Concentração. Fechar os olhos, limpar a cabeça e pensar apenas naquilo que temos à nossa frente. Um teste, um desenho, um cozinhado, qualquer coisa. Concentrar toda a nossa atenção, que nem um laser, e direcioná-la para outra coisa qualquer. Isso é concentração.

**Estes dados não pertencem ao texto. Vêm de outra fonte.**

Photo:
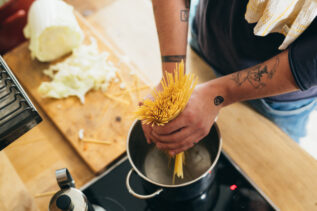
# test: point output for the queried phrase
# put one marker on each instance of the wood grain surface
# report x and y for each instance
(272, 160)
(38, 154)
(101, 117)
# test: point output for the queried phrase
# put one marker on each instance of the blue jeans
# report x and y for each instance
(291, 117)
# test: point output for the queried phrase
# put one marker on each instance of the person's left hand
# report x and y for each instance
(192, 124)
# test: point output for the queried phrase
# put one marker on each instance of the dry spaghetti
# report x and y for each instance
(168, 104)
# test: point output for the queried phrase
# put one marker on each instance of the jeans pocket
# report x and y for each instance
(288, 108)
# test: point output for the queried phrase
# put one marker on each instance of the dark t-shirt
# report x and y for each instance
(227, 43)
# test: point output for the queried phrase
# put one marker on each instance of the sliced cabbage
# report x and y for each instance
(52, 29)
(84, 70)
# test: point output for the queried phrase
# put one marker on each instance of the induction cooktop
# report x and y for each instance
(231, 190)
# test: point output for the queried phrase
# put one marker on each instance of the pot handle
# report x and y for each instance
(131, 191)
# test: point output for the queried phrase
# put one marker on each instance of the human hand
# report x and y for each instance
(191, 125)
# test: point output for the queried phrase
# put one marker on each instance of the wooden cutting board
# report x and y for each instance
(101, 117)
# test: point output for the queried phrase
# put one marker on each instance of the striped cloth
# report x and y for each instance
(288, 17)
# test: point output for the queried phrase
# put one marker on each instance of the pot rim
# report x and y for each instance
(179, 185)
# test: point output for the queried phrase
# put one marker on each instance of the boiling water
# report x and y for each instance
(159, 167)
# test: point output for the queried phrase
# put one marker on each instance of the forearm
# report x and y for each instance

Uns nascem capazes de ligar e desligar esses “sensores” como se de um interruptor se tratasse. Outros, como eu, vêem na necessidade de concentração máxima uma tragédia grega: quando canetas, papéis soltos ou até mesmo lavar a loiça parece maravilhoso em comparação com escrever esta crítica, alguma coisa não está (ou pior, não vai) a correr muito bem. Mas há esperança. Nós, o velejadores da lua, os cabeças no ar, vamos criando truques, defesas que nos ajudam a fazer as coisas com mais atenção. Uns deitam-se, outros isolam-se, mas sem dúvida que a resposta mais comum encontra-se na música. De auscultadores nos ouvidos, afastamos os pensamentos que não interessam e está feito: a partir daí corre tudo mais facilmente. Mas a escolha do que se ouve é determinante, essencial diria: entre vários estilos e géneros diferentes, um destaca-se, os instrumentais. Sons, sem voz, vindos de instrumentos bem tocados e criativos. Isso é o que se quer. Isso é o que faz falta. E é só mesmo isso que Dawn of Midi nos consegue dar no seu último álbum, Dysnomia. Entretenimento? Boa disposição? Alegria? Não… concentração. Só.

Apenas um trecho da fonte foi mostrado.